Sunday, October 28, 2007

Prayer and Daily Life

(30th Sunday in Ordinary Time-Year C; This homily was given 27 & 28 October, 2007, at St. Mary's Church, Cranston, R.I.; Read Luke 18:9-14, CCC #2725)

How is your prayer life? How is your relationship with God in that daily conversation we call prayer? In the story of this weekend’s gospel, the Parable of the Pharisee and the Tax Collector, we are given the third in a series of three great parables on prayer that are found in the Gospel of Luke. It says a lot, that Jesus would spend so much time teaching His disciples about prayer.

Prayer has the power to strengthen us and set our lives on fire so that we can boldly proclaim the Gospel. It can mean the difference between a life of faith and vitality or one lived in bland mediocrity.

Our prayer makes a difference in the way we live our lives, and the two of them—prayer and life—are intrinsically bound together. The Catechism of the Catholic Church, one quarter of which is dedicated to Christian prayer, says that “We pray as we live, because we live as we pray” (CCC #2725).

And in this weekend’s gospel we can see that the Pharisee isn’t doing either of those two things very well! On the outside he seems to have it all together. He begins with a prayer of thanksgiving: a good start.

But what he is thankful for is that he is “not like the rest of humanity,” or “like this tax collector.” And although it is true that he may not be “greedy, dishonest, or adulterous,” he is arrogant and self-righteous; and that’s a problem.

And the tragedy here is that the Pharisee misses the very point of why he came to the temple to begin with: to pray to God. He is so preoccupied with himself and how he measures up before the rest of humanity, and this Tax Collector, that he fails to see how he measures up before God.

How different is the prayer of the Tax Collector. He’s not looking around at anyone. In fact, he doesn’t even raise his eyes to heaven, but simply prays, “O God, be merciful to me a sinner.”

And because of his humility, and his recognition of the need for God’s mercy, Jesus tells us he “went home justified,” while the Pharisee did not. That must be our starting point for prayer: a humble recognition of our own sinfulness and the need for God’s mercy.

The Times of London, in the early part of the twentieth century, sponsored an essay contest in which they invited several accomplished authors to respond to the question: “What is wrong with the world?” The enigmatic Catholic writer G.K. Chesterton, who himself had written an entire book on the subject, was asked to participate in the project. With perhaps the shortest essay ever written, in the response to the question “What is wrong with the world?” he won hands down with the following entry:

Dear Sirs,

I am.

Sincerely,
G. K. Chesterton


Chesterton was not being cynical or negative.
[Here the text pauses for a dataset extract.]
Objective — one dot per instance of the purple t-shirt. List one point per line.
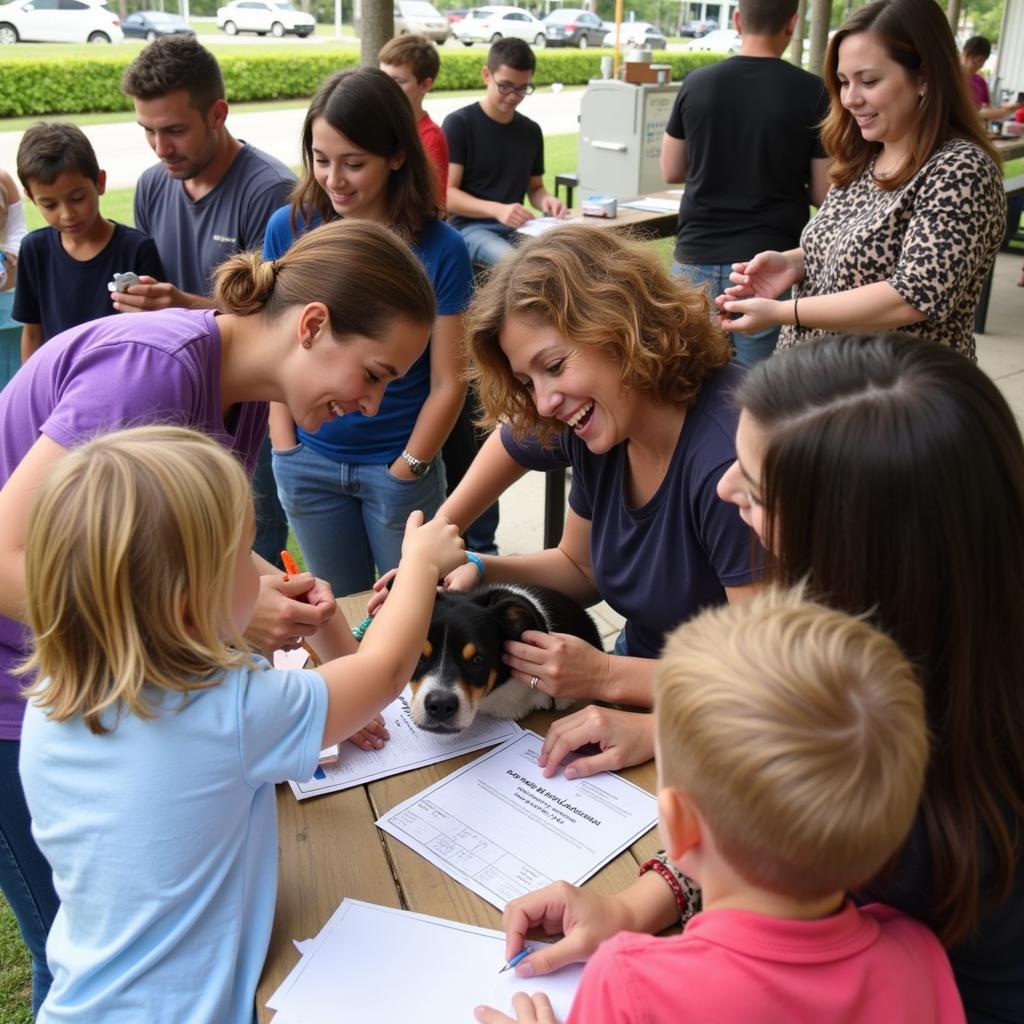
(659, 564)
(117, 372)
He was simply being honest. He understood that the problem plaguing our world since the fall our first parents is the problem of sin. We are all caught up in that problem. Our starting point in prayer, and in life, must be a humble recognition of that fact.

When we are able to admit our sinfulness, and take accountability for our own sins before God, then we begin to see that the real power in prayer and the power in life come from God and not from us. He is the one who comes to us in the midst of our woundedness, in spite of our sins, giving us reconciliation and peace. He brings us healing and then sends us out as instruments of healing in the world we live in.
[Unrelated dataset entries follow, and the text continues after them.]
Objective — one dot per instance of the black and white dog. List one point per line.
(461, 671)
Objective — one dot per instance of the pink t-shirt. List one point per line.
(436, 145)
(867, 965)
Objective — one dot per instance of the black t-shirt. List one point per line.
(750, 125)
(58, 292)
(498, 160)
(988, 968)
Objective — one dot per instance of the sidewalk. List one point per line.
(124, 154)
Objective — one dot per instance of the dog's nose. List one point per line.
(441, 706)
I spent six years in seminary formation, preparing for ordination to the priesthood. They were some of the most memorable and cherished years of my life. But they were also very challenging. The seminarian lives a life of intense introspection. Once a year he is required to write a self evaluation, describing his strengths and his weaknesses. The seminary faculty also evaluates him each year, pointing out the same gifts, as well as his failings and shortcomings.

I remember one time, during my first few years of formation, praying in Aquinas Chapel at Providence College. It was a cold winter afternoon. I was alone before the Blessed Sacrament and suddenly felt painfully aware of the many ways I had failed to love God and love neighbor the way Christ calls us to. As I continued to struggle through prayer, I began to see more clearly that I was not alone in that place. There was someone else there with me, who was also wounded, in His hands, and feet, and side. It dawned on me that He was not wounded so that He could thrust his hands in my face and say, “Look what you did!” No, as Isaiah the prophet had written:

He was wounded for our transgressions,
he was bruised for our iniquities;
upon him was the chastisement that made us whole,
and with his stripes we are healed.
—Isaiah 53:5

In that chapel on that cold December day I wrote, on the inside cover of my Bible, the following words:

O Lord, I would give anything
Not to be wounded.

But You gave up everything
So that You could be.

And so that we
could be healed.


If it is true that “We pray as we live, because we live as we pray” (CCC #2725), we can ask ourselves once again: How is your prayer? How is your Christian life right now? Are we, like the Tax Collector, able to humbly recognize in prayer our own need for the overwhelming mercy and forgiveness of God?

How is Jesus Christ calling us—this week—to look at our wounds, in the light of His wounds, and to be healed? How are we called to then bring the Gospel message of that healing into a world that desperately needs it?